Wilfred Grenfell: Fisher of Men

Wilfred’s success in Boston led to an invitation to speak in New York City. Wilfred decided to make the most of the opportunity and headed south. When he arrived in New York, two letters were waiting for him. The first was from the council of the National Mission to Deep-Sea Fishermen. As Wilfred ripped it open, a chill went down his spine. He read, “Dr. Grenfell, you are requested to return home, if at all possible in time for the Annual Meeting, in order that the Council might make arrangements for you to conduct ALL of your future work in England.”
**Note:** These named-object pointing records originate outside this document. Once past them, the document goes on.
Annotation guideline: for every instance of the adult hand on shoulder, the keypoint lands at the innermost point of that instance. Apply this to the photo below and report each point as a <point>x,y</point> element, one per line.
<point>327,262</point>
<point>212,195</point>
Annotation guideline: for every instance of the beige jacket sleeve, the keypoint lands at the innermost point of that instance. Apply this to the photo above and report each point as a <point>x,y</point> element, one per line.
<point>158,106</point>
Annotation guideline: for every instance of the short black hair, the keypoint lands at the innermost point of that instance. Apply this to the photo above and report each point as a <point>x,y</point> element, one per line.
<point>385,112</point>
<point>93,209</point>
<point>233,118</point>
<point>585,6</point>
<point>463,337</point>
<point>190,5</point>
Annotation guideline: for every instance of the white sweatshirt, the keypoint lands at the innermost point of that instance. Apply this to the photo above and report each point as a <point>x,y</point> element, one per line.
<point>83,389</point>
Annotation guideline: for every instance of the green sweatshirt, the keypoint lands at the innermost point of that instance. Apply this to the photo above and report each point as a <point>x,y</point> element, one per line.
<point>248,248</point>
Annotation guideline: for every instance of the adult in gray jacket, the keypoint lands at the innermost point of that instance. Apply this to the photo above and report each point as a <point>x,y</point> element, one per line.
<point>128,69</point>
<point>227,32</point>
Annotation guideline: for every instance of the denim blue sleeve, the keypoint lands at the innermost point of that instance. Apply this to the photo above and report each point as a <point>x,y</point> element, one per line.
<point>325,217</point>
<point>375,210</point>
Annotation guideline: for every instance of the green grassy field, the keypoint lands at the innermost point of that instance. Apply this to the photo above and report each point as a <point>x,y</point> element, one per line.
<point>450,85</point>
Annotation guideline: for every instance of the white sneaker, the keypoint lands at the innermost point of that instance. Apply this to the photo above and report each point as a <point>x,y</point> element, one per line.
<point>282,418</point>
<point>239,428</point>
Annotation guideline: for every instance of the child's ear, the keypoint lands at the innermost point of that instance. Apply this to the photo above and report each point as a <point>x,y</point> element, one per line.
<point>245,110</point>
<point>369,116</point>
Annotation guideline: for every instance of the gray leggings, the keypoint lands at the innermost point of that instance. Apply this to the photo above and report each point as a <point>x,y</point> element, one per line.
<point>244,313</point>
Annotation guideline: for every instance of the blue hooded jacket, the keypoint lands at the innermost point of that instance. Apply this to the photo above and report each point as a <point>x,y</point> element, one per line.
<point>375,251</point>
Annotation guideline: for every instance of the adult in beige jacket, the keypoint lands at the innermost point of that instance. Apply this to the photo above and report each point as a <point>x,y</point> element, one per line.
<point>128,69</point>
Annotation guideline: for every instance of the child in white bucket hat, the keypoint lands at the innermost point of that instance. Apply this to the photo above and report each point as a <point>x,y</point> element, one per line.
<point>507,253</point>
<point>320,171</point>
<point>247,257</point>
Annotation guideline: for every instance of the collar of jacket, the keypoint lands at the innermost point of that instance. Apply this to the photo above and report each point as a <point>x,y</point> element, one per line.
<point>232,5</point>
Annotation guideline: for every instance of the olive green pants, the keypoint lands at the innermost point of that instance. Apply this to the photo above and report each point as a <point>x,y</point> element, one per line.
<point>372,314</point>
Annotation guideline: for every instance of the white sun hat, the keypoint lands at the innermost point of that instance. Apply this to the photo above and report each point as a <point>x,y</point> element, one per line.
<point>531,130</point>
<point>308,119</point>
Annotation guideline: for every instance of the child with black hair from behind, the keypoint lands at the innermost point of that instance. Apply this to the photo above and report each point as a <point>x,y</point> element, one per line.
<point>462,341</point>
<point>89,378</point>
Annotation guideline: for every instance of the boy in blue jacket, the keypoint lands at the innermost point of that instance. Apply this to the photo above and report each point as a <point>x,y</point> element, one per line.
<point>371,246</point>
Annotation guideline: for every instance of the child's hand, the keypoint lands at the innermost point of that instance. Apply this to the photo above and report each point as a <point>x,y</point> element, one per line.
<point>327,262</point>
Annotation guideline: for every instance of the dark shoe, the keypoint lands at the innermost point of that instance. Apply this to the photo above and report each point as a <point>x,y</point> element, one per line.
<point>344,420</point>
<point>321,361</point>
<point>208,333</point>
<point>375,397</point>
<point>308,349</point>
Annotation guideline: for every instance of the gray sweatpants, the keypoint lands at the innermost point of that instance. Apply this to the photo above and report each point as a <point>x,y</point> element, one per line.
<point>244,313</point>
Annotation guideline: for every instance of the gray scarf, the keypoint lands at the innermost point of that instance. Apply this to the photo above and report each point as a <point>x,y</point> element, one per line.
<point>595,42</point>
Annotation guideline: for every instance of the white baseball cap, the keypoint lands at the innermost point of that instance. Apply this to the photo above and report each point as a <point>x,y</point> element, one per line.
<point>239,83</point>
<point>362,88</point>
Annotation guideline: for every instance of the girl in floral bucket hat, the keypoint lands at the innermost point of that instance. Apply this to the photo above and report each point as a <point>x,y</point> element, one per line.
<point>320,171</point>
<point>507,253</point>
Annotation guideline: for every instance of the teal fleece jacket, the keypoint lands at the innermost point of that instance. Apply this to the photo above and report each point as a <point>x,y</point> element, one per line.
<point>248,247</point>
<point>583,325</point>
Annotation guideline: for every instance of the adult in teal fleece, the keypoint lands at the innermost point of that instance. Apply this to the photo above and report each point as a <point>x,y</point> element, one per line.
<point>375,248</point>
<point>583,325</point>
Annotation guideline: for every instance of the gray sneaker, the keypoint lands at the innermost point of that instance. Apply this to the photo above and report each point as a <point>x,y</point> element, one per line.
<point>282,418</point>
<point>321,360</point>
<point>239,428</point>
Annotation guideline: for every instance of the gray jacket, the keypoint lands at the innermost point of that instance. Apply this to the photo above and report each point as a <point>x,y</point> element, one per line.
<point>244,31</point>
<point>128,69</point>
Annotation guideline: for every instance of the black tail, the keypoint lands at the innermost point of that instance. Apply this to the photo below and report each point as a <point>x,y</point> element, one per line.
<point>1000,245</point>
The second letter was from his old friend and mentor Dr. Treves, who tried to explain to Wilfred why he was being recalled to England. “You have established the mission in Labrador,” Wilfred read, “and done the pioneer work, but the North Sea is suffering. Things are not going so well at Gorleston, and as a matter of duty you ought to return.” The word duty was underlined.

Wilfred knew he had to return to England, but he had one more thing he felt he had to do first. He wanted to sail aboard a sealing ship to document the conditions the men worked under and to test the possibilities of sending missionaries out on the sealing ships themselves. He was aware it would be a particularly dangerous assignment, but he felt that someone had to do it, and Wilfred never asked another missionary to do something he was not willing to do himself.

Chapter 10
Seal Hunt

At noon on March 30, 1896, the church bells of St. John’s pealed loudly. Wilfred stood on the deck of the Greenland, crammed in alongside three hundred seal hunters. A huge cheer went up from them all as the bells rang out—the signal that the five-week seal-hunting season had officially begun. Ship sirens wailed and flags fluttered in the stiff breeze.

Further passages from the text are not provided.